Накануне того дня в Филармонии шел концерт артистов балета из Литвы. Выездная модель. Концертный вариант. Минимум декораций, работа со светом, живой оркестр. Артист работал на регуляторе.
Он наблюдал парение на кончиках пуант. Белые пачки, скользящие по грани бытия, парение над оркестровой ямой. Пыльная первооснова. А в яме этой послушно отбывают ремесло призовая скрипка и склочный альт. А осветитель вечно пьян, но этот-то — не пьян. Голова светлая. Отладил свое хозяйство и усовершенствовал. Фильтры на прожекторах, расставленных художником. Вот и светил бы до конца жизни. Упивался торжеством гармонии.
Входят и выходят посетители чебуречной. Она вдалеке от центра. Случайный клиент редко бывает здесь. Контингент постоянен. Шток жрал эти чебуреки всю сознательную жизнь. Неужели же он не захочет перед уходом в последний раз?
Парение. А потом, ночью, свечение тонких запястий на изломе. Скрипы какие-нибудь, их тайное значение, вечные дожди этого города. Ночные скитания в Нельзя.
Артист испытывал душное желание взлететь.
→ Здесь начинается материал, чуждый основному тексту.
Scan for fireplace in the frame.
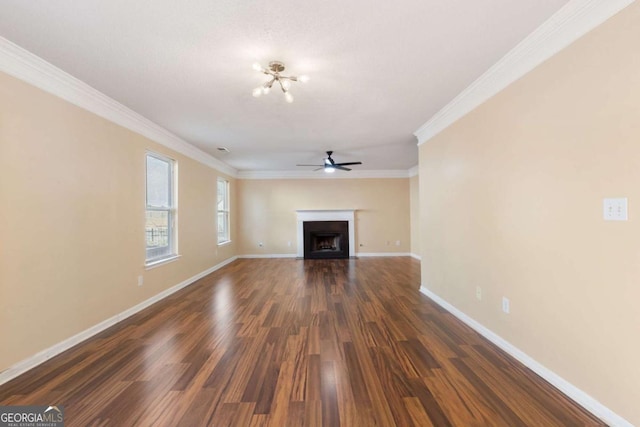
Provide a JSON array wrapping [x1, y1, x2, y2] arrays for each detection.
[[303, 221, 349, 259], [296, 209, 356, 259]]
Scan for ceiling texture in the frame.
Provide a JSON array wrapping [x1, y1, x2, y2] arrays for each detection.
[[0, 0, 567, 173]]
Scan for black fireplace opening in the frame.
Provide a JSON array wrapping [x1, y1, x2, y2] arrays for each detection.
[[302, 221, 349, 259]]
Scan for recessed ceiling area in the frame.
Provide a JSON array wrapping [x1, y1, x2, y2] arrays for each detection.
[[0, 0, 567, 173]]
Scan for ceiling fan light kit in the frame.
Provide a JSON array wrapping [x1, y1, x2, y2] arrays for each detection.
[[252, 61, 309, 103], [296, 151, 362, 173]]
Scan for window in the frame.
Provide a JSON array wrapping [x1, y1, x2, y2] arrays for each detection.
[[218, 178, 231, 244], [145, 153, 176, 265]]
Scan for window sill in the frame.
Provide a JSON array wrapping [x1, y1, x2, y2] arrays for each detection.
[[144, 255, 180, 270]]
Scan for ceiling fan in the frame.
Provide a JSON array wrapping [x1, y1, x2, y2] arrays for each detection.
[[296, 151, 362, 173]]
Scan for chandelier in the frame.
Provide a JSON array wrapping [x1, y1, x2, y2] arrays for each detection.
[[253, 61, 309, 103]]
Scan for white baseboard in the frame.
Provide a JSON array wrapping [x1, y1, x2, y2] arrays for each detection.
[[238, 254, 298, 258], [356, 252, 411, 257], [420, 286, 633, 427], [0, 256, 237, 385], [238, 252, 412, 259]]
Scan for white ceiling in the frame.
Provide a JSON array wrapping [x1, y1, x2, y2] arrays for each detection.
[[0, 0, 567, 171]]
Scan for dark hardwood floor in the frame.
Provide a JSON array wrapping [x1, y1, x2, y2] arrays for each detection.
[[0, 257, 604, 427]]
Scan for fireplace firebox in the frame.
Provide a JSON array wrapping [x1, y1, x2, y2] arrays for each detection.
[[303, 221, 349, 259]]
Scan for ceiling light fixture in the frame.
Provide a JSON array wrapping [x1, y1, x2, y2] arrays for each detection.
[[252, 61, 309, 103]]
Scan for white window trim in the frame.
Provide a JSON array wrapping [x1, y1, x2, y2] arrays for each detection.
[[216, 177, 231, 246], [144, 151, 180, 269]]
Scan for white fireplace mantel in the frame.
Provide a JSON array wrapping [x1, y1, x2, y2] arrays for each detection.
[[296, 209, 356, 258]]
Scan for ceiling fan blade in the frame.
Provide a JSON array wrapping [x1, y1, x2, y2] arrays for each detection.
[[334, 162, 362, 166]]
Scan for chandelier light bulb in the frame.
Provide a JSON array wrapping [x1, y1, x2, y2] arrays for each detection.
[[253, 61, 309, 103]]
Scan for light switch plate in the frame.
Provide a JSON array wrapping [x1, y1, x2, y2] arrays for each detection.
[[602, 197, 628, 221]]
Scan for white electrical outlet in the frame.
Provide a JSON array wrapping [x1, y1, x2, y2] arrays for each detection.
[[602, 197, 628, 221], [502, 297, 511, 314]]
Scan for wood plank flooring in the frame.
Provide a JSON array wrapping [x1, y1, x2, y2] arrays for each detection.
[[0, 257, 604, 427]]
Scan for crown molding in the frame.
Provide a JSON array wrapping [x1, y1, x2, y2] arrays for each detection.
[[0, 37, 238, 177], [236, 170, 409, 179], [414, 0, 634, 145]]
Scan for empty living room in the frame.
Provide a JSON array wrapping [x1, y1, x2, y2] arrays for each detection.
[[0, 0, 640, 427]]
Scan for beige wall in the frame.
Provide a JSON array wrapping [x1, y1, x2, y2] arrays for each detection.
[[0, 74, 237, 371], [409, 175, 420, 256], [238, 178, 410, 255], [420, 3, 640, 425]]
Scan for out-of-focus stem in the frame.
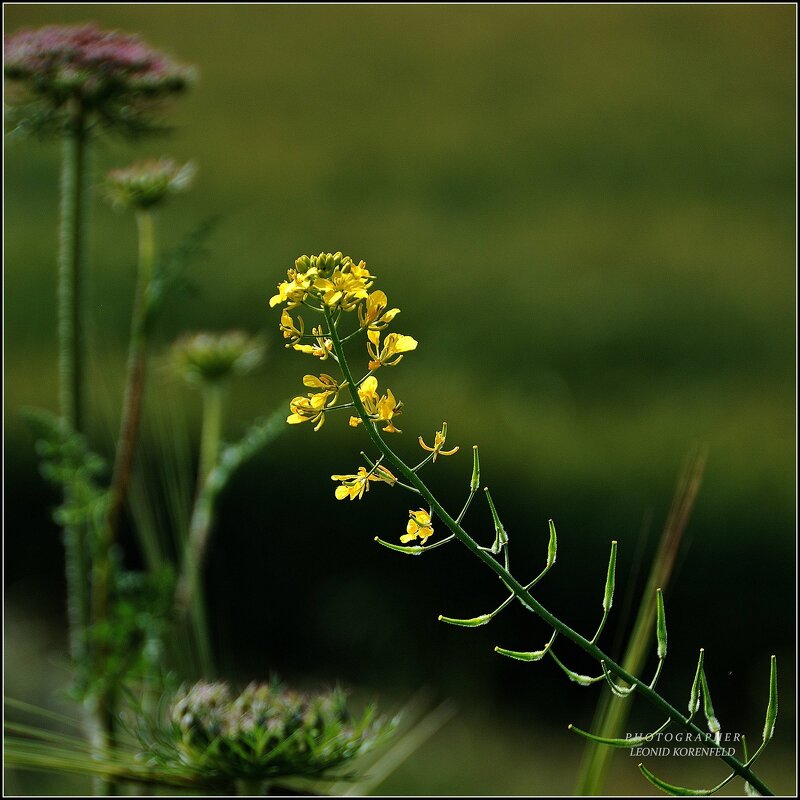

И тончайшая работа по операции «Регтайм» становилась для него этим полетом. Сколько их еще на жутчайших просторах России? Сколько кротов и артистов? Жил он скромно. Отрывался на треть от земли и судил уже оттуда, сверху, о вареве в немытых кастрюлях.
Вот взлететь бы сейчас. Выше этих вот, этих небес и этого перекрашенного под неметчину Калининграда. Выше этого миража чебуречной. Растаявшего миража губ и рук. Там, где лампа, обозначавшая зону спокойствия. Круг этот, незримый и эластичный, стягивал, подобно птичьей сети.
Ешь чебуреки, будешь здоров и тучен. Холестерин вынесет из артерий водка. Открывай рот и стой вместе с друзьями. Тогда дерьмо, стекающее с неба, непременно достигнет твоей глотки. Стой, подобно рогатому скоту, а откровенные мухи будут кружить рядом, но ты их уже не заметишь. Залейся беспошлинным пивом. Обпейся им, потому что и оно не вечно.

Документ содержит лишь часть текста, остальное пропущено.